Thomas has been a solid chairman, pushing hard for tax cuts, an advocate for spending cuts, and didn't always play ball with the White House the way it would have liked. Those are all good things.

If Thomas does go through with it -- and it's a big if given how he can get emotional about things -- it's a somewhat surprising move. Our sources tell us that he had just completed a reorganization of his senior staff on the committee, and had assured some of them, who had been mulling exits of their own, that he was staying put.

Oh yes, Jack’s GOP

By on 3.6.06 | 11:54AM

By the way, I should have added in my post on Nicklaus that he long has been quite publicly a GOPer, and he campaigned hard for Bush in Ohio in 2004.

Consulting the Iraq Experts

By on 3.6.06 | 11:14AM

So this morning's Washington Post/ABC News poll finds that a strong majority belives civil war is imminent.

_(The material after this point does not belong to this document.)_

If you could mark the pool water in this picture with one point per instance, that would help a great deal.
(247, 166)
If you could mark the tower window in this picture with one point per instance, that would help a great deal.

Those polled? A majority of Americans. Methinks it might be a bit more instructive to poll Iraqis about whether or not their country will descend into civil war, not the American man on the street.

Jack for Senate

By on 3.6.06 | 11:04AM

By the way, speaking of the great Jack Nicklaus (as I did a few posts ago when talking about Tiger Woods), I have a very, very serious suggestion: Florida Republicans should evict the hopeless underdog Katherine Harris from the Senate race (okay, I know, she won't actually step down, but in my plan she would be outgunned regardless) by drafting Nicklaus as their Senate nominee. The man is a solid, commonsense conservative Republican; he can largely self-fund; he's a terrific speaker and has infinite grace under press questioning; he's incorruptible; he has a history of charitable work that makes it impossible to lable him a "heartless conservative"; and he's a living, breathing hero, fergoshsakes. Truth be told, I think he would be a shoo-in in Ohio, whereas in Florida he would start out probably as a 50-50 chance (which is better than Harris, who has almost no chance, it seems) -- but Ohio has an incumbent semi-Republican already on the ballot in Mike DeWine. Florida needs Jack; the U.S. Senate needs Jack; and please don't anybody tell me that I "don't know Jack (s..)" about the subject, because I'm sure Nicklaus would have a better chance than Rep. Harris.

Last Word to Wlady on Sayers

By on 3.6.06 | 10:32AM

Okay, most of what I've seen of Sayers were highlight reels; when I was first really getting into the NFL at age 5 and 6, he already was on his way out the door because of his knee injuries. But your description of his grace is so lyrical that he MUST have been even more beautiful to watch than O.J.; to inspire such brilliantly written blog-writing, he MUST have been even more special than I remember. Thanks for the descriptions, Wlady.